2.4. Determination of total flavonoid content and total phenolic content

The total phenolic content (TPC) of the A. occidentale leaf extract and its fractions was measured using a modified Folin–Ciocalteu method (Encarnação et al., ²⁰¹⁶) with some minor modifications. Briefly, 1 mL of the extract was mixed with 7 mL of diluted Folin–Ciocalteu reagent (1:10, v/v, in water) and 2 mL of 7.5% sodium carbonate. The reaction mixture was then incubated at room temperature for 1 h before measuring the absorbance at 765 nm using a spectrometer (V‐730 UV–Vis Spectrophotometer, Jasco). Gallic acid (50–250 μg/mL) was used to establish a standard curve (y = 0.003x – 0.0134; R ²  = .9982) for the calculation of the TPC. The TPC was expressed as milligrams of gallic acid equivalents per gram of dry matter (mg GAE/g DM).

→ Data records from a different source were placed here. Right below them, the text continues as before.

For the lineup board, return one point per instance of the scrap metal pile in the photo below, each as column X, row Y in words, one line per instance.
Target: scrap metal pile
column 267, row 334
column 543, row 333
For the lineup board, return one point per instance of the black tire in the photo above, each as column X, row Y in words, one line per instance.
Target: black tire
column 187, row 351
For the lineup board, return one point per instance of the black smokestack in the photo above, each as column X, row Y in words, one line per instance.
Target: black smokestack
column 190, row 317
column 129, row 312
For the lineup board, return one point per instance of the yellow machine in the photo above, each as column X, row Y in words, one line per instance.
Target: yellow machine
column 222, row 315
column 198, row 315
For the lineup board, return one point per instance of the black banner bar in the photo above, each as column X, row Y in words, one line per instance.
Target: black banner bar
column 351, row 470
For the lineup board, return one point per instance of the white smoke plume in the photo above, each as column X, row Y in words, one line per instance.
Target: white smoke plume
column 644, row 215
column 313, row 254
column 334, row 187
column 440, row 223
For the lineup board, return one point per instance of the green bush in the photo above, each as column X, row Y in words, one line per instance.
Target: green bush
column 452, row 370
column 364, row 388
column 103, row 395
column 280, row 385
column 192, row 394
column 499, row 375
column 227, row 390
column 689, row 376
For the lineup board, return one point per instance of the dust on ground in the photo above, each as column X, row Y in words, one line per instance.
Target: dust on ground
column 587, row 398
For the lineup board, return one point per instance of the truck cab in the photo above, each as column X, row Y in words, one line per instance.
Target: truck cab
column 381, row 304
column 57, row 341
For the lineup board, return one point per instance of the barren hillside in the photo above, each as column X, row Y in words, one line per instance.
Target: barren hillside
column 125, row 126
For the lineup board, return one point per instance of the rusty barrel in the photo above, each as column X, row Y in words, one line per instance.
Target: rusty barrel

The total flavonoid content (TFC) of the crude extract and its fractions was estimated using a modified spectrophotometric method (Medina‐Medrano et al., ²⁰¹⁹). Briefly, the extracts (2 mL) were mixed with 5% AlCl₃ (0.5 mL) and 1 M potassium acetate solution (0.5 mL). The mixture was then incubated at room temperature for 15 min before measuring the absorbance at 415 nm using a V‐730 UV–Vis spectrophotometer (Jasco). Quercetin (20–100 μg/mL) was used as a standard to establish a calibration curve (y = 0.01x + 0.017; R ²  = .9967) for the calculation of the TFC. The TFC was shown as milligrams of quercetin equivalents per gram of dry matter (mg QE/g DM).